Pendant ce temps, d’autres speedrunners continuent de repousser les limites. Lors du même AGDQ, un coureur a bouclé la catégorie All ? Panels de Mario Kart 64 en moins de 30 minutes, un temps inédit. Preuve que l’ADN compétitif des jeux Nintendo des années 90 reste intact, même à l’ère des jeux en open-world et des graphismes 4K. Super Mario 64, avec ses polygones anguleux et ses mécaniques apparemment simples, reste un laboratoire à ciel ouvert pour les passionnés.
Le relais ultime : une chorégraphie sous haute tension
Pour comprendre la difficulté de ce relais, il faut plonger dans les coulisses de l’organisation. Chaque joueur avait 30 secondes pour s’adapter à la position de Mario, aux étoiles déjà collectées, et au style de son prédécesseur. "Certains préfèrent les glitchs agressifs, d’autres une approche plus fluide. Il fallait tout harmoniser", raconte Cheese, l’un des participants. Les niveaux les plus redoutés, comme Tick Tock Clock (où les engrenages bougent en temps réel) ou Snowman’s Land (avec ses plates-formes glissantes), ont été attribués aux joueurs les plus expérimentés.
La synchronisation était telle que certains spectateurs ont cru à un montage. Pourtant, tout était bien réel, diffusé en direct sur Twitch avec des milliers de viewers. "Quand Mario a atterri sur le dernier étoile de Bowser, j’ai eu des frissons. C’était comme assister à un concert où chaque note compte", témoigne Lena, une spectatrice régulière de l’AGDQ. L’émotion était d’autant plus forte que l’événement était caritatif : les dons ont afflué tout au long du stream, rappelant que le speedrunning peut aussi être un vecteur de solidarité.
Pour les sceptiques, un tel exploit peut sembler trop beau pour être vrai. Pourtant, les archives de l’AGDQ et les replays disponibles sur YouTube confirment chaque détail. "Certains pensent que c’est truqué, mais en réalité, c’est juste le résultat de milliers d’heures d’entraînement individuel et d’une préparation collective sans faille", répond Puncayshun aux détracteurs. D’ailleurs, des relais similaires ont déjà été tentés sur d’autres jeux, comme The Legend of Zelda: Ocarina of Time, mais jamais avec une difficulté mécanique aussi élevée que celle de Super Mario 64.
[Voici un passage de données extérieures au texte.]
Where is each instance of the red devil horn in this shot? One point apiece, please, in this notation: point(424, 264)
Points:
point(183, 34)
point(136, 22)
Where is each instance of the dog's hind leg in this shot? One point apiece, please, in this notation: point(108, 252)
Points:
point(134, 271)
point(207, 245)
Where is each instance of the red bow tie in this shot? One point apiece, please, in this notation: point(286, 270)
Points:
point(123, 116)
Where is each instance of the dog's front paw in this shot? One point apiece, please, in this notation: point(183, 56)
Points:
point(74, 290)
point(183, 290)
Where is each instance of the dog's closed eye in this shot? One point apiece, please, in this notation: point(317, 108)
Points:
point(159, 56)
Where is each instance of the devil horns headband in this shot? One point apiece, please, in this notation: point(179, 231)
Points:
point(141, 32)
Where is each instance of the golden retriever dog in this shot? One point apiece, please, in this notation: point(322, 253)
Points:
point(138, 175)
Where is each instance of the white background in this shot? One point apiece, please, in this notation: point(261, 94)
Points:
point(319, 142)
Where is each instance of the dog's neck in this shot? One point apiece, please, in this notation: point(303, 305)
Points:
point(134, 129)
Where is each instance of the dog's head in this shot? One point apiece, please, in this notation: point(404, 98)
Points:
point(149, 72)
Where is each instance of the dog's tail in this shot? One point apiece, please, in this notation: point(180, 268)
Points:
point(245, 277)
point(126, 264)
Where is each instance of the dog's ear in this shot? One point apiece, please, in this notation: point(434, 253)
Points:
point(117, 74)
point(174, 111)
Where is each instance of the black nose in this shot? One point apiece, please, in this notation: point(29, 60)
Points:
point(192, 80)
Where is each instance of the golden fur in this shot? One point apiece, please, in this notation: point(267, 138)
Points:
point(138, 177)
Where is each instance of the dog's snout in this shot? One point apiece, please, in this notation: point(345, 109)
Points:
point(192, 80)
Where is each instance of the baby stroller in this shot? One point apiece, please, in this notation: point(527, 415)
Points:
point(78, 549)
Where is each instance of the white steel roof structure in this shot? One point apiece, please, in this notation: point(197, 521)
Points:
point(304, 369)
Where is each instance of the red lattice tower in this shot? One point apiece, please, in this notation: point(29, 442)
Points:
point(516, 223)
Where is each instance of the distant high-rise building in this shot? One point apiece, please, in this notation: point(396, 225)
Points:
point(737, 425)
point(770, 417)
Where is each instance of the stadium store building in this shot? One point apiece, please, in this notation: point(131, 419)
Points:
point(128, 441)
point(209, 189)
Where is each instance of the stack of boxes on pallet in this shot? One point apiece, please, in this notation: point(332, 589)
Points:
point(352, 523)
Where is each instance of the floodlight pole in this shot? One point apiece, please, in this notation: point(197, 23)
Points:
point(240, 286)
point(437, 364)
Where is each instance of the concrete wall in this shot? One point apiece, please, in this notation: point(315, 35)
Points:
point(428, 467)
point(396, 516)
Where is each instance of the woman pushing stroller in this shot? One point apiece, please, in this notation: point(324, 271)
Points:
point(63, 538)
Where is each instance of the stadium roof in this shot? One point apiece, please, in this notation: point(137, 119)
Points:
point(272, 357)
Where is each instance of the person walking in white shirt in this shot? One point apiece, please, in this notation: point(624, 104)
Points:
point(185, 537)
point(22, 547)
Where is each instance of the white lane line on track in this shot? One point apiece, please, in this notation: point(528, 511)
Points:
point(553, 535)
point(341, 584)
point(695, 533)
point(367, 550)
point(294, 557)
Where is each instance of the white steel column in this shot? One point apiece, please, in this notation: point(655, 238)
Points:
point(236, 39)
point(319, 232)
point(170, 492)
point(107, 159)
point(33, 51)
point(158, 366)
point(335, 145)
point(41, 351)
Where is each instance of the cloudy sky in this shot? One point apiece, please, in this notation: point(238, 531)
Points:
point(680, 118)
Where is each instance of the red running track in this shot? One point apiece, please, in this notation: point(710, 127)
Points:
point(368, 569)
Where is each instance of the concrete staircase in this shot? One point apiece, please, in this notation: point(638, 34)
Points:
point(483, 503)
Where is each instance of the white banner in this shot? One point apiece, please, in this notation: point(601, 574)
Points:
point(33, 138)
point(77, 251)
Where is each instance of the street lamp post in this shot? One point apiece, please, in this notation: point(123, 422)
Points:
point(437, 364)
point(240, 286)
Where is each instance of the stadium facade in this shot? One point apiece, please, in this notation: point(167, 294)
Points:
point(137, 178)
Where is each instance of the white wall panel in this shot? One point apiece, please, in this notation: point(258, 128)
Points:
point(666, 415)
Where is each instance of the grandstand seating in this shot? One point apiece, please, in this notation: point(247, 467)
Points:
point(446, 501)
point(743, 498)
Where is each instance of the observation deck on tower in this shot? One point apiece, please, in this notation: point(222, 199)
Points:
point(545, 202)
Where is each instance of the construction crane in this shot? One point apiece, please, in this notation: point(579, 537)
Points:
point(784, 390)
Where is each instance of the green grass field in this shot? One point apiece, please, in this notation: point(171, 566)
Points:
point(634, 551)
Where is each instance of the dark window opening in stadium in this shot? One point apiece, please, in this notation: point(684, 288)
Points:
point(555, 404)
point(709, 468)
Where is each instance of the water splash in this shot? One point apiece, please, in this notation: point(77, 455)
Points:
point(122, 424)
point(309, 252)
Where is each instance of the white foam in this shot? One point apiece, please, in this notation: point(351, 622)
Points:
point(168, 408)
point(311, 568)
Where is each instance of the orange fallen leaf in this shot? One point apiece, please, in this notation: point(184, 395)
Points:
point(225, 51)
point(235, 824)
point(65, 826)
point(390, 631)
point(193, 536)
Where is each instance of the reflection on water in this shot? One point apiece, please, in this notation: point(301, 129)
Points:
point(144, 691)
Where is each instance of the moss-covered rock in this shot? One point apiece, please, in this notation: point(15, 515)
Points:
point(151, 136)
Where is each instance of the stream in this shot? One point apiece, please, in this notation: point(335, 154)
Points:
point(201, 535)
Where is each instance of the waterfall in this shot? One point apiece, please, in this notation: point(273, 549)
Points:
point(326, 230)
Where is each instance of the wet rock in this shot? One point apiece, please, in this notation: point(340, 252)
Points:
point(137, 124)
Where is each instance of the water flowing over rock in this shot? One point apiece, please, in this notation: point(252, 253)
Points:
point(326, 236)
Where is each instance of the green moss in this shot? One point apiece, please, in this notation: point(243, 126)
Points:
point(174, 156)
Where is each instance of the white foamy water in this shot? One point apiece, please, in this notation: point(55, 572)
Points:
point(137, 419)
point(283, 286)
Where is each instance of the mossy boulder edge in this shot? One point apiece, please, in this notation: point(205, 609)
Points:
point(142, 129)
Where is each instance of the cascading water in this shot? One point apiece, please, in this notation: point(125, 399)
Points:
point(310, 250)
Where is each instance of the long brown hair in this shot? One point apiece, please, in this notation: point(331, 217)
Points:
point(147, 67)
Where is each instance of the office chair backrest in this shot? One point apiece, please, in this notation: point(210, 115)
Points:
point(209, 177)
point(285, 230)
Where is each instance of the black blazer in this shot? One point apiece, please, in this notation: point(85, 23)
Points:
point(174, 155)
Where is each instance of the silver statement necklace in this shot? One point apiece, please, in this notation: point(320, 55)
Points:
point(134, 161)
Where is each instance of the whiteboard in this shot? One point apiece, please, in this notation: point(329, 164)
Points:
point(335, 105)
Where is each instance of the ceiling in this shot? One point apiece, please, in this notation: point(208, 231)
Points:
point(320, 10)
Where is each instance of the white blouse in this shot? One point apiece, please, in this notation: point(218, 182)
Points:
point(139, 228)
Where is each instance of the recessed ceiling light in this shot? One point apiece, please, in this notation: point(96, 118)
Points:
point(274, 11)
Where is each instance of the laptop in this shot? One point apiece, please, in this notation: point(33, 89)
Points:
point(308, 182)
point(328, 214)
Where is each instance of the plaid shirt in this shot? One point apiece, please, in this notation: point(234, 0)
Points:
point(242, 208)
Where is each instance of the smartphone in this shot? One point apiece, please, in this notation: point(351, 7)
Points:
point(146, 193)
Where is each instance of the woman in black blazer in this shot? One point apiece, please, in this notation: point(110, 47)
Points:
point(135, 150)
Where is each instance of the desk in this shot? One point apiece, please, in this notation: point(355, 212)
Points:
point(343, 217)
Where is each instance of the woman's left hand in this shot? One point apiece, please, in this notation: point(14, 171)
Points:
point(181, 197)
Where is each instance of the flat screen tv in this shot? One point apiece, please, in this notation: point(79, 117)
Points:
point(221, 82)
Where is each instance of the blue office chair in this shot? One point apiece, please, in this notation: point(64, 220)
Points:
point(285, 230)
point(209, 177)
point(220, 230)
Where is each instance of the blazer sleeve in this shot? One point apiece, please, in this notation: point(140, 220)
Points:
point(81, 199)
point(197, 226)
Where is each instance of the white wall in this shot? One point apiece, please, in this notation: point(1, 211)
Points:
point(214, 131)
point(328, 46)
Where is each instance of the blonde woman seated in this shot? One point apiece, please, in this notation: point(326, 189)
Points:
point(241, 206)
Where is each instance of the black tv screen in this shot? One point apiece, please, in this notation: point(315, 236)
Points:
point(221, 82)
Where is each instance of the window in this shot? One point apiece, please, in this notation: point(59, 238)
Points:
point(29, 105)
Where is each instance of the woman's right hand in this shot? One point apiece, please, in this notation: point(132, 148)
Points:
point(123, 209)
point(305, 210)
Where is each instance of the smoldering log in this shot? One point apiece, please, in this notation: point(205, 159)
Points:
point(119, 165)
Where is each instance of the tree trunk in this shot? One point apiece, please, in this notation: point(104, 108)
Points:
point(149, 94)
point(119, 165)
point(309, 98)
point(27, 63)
Pourquoi Super Mario 64 reste un monument intouchable
Alors que les jeux modernes misent sur le réalisme et les mondes ouverts, Super Mario 64 rappelle que la simplicité apparente peut cacher une profondeur insoupçonnée. Son moteur physique, ses bugs exploitables et sa structure non-linéaire en font un terrain de jeu idéal pour les speedrunners. "C’est comme un cube Rubik : les règles sont simples, mais les combinaisons sont infinies", résume Kaze Emanuar.
L’exploit du relais à 70 joueurs n’est que la dernière preuve de cette pérennité. Entre les mods qui transforment le jeu en une toile blanche pour créateurs, les glitchs qui défient la logique, et une communauté toujours active, Super Mario 64 est bien plus qu’un classique : c’est une œuvre vivante, qui continue d’inspirer, de surprendre et de repousser ses propres limites. Et si ce relais historique a bien montré une chose, c’est que même après 30 ans, le plombier moustachu n’a pas fini de nous émerveiller.